This shows that the first distribution has a higher likelihood than the other two, which are about the same. We interpret this as saying that the observed data point was more likely to have been generated by the first distribution than the other two. This is consistent with where the dashed blue line intersects each of the curves.

This plot of the normal distribution and the effects of varying the parameters in the normal are both probably familiar to you already – changing the mean changes where the distribution is centered while changing the standard deviation changes the spread of the distribution.

CDF functions qnorm etc

Next try looking at the CDF of the normal:

plot(x,pnorm(x,0,1),type='l')
abline(v=0)
lines(x,pnorm(x,2,1),col=2)
abline(v=2,col=2)
lines(x,pnorm(x,-1,2),col=3)
abline(v=-1,col=3)

Using the CDF we can calculate \(Pr(X \leq x)\) for our data point

pnorm(0.5,0,1)
## [1] 0.6914625
pnorm(0.5,2,1)
## [1] 0.0668072
pnorm(0.5,-1,2)
## [1] 0.7733726

If the value 0.5 here corresponded to some hypothesis, the CDF could be use to calculate a p-value associated with the one-sided test. Would any be significant at \(\alpha\)=0.05 significance? At \(\alpha\)=0.1?

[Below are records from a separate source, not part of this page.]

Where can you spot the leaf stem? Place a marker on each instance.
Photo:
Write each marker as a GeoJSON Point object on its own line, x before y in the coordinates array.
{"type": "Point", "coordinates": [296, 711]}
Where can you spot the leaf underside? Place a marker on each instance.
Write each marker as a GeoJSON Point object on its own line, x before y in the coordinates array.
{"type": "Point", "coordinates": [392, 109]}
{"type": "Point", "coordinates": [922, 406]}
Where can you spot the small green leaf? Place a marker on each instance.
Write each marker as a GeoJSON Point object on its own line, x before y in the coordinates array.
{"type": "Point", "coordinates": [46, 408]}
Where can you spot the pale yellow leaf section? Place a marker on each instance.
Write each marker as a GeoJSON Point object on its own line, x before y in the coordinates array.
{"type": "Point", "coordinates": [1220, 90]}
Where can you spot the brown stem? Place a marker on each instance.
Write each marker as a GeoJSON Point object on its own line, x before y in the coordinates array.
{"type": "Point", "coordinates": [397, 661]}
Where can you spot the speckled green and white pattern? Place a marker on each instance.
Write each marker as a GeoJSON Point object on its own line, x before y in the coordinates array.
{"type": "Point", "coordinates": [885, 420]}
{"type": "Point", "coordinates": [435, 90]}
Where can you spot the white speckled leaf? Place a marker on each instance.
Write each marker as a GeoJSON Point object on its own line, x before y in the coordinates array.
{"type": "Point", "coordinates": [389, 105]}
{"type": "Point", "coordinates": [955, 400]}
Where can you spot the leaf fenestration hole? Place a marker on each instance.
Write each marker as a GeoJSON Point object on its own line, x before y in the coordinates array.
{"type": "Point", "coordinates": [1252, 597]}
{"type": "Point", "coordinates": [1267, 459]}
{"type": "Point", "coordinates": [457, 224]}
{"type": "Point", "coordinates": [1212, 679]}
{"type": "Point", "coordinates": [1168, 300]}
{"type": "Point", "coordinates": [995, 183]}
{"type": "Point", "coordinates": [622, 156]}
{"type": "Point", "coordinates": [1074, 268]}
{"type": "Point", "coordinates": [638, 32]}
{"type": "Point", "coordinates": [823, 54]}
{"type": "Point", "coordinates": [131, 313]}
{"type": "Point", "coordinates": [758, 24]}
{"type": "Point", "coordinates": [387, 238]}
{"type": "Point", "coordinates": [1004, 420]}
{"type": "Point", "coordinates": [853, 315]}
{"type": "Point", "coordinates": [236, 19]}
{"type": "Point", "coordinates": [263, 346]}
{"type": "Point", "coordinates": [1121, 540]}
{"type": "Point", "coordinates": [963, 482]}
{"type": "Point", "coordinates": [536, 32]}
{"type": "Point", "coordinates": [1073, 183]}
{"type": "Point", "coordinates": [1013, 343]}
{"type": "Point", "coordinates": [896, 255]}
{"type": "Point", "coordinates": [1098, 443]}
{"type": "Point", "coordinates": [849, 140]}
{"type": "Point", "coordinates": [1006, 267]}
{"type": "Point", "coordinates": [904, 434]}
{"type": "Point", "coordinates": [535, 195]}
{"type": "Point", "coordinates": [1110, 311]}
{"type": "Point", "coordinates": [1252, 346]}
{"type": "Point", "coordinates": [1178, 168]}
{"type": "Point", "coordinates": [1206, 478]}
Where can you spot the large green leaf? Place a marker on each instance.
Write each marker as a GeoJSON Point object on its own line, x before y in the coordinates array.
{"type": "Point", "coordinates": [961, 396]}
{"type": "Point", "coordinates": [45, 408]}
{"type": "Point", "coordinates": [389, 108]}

Next let’s look at the function qnorm. Since the input to this function is a quantile, the x-values for the plot are restricted to the range [0,1].

p = seq(0,1,by=0.01)
plot(p,qnorm(p,0,1),type='l',ylim=range(x))    # ylim sets the y-axis range
# range returns the min/max as a 2-element vector
#abline(h=0)                        # “h” for “horizontal”
lines(p,qnorm(p,2,1),col=2)
#abline(h=2,col=2)
lines(p,qnorm(p,-1,2),col=3)

#abline(h=-1,col=3)

Quantiles

the quantile function is the inverse of the CDF. These functions can be used to find the median of the distribution (p = 0.5) or to estimate confidence intervals at any level desired.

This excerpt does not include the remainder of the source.